American video game writer

Mary DeMarle is a video game writer. She is most well known for her work with the Myst and Deus Ex series of games.

== Career ==
DeMarle first started her writing career working in the entertainment industry. DeMarle's first credits as a video game writer was for the 2001 game Myst III: Exile. She was the lead writer of Deus Ex: Human Revolution and its 2016 sequel Deus Ex: Mankind Divided.

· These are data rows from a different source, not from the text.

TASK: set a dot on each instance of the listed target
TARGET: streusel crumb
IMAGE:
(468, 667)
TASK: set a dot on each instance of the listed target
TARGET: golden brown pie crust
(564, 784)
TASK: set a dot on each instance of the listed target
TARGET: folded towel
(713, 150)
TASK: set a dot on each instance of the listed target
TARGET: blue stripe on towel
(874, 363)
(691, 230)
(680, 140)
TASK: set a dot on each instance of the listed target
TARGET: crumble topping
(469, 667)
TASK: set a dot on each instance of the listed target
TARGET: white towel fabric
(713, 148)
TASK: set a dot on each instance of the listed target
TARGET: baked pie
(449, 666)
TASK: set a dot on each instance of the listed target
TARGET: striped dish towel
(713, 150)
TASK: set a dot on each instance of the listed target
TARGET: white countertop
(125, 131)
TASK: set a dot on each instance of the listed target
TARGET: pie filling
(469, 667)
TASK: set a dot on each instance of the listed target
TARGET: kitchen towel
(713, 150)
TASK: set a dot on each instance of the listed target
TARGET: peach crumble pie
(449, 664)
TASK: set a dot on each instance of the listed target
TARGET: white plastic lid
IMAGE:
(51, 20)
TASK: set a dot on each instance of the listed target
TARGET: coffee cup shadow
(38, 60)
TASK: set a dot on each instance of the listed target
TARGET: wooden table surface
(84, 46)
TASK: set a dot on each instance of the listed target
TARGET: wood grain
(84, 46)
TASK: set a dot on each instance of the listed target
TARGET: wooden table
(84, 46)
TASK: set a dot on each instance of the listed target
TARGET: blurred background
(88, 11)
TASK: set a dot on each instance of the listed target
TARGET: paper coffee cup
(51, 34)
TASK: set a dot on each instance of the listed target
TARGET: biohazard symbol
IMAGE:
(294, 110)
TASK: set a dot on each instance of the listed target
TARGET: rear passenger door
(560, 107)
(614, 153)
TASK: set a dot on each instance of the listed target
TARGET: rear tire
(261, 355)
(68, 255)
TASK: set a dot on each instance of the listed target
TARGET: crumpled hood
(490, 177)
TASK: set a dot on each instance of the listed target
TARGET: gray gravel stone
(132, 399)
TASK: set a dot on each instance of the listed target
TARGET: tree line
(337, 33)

For the former she won the 2012 Canadian Videogame Award for Best Writing.

She was the Narrative lead for the 2021 game Marvel's Guardians of the Galaxy, which she won The Game Award for Best Narrative and the D.I.C.E. Award for Outstanding Achievement in Story.

DeMarle is known for writing for games with multiple branching narratives.

In 2022, DeMarle joined BioWare as a senior narrative director.

| Year | Title | Role | Notes |
|---|---|---|---|
| 2001 | Myst III: Exile | Writer |  |
| 2003 | Homeworld 2 | Writer |  |
| 2004 | Myst IV: Revelation | Writer |  |
| 2011 | Deus Ex: Human Revolution | Narrative designer & lead writer |  |
| 2016 | Deus Ex: Mankind Divided | Executive narrative director |  |
| 2021 | Marvel's Guardians of the Galaxy | Narrative lead |  |

== Education ==
DeMarle has a Bachelor of Science from Syracuse University in Television, Radio, and Film Production.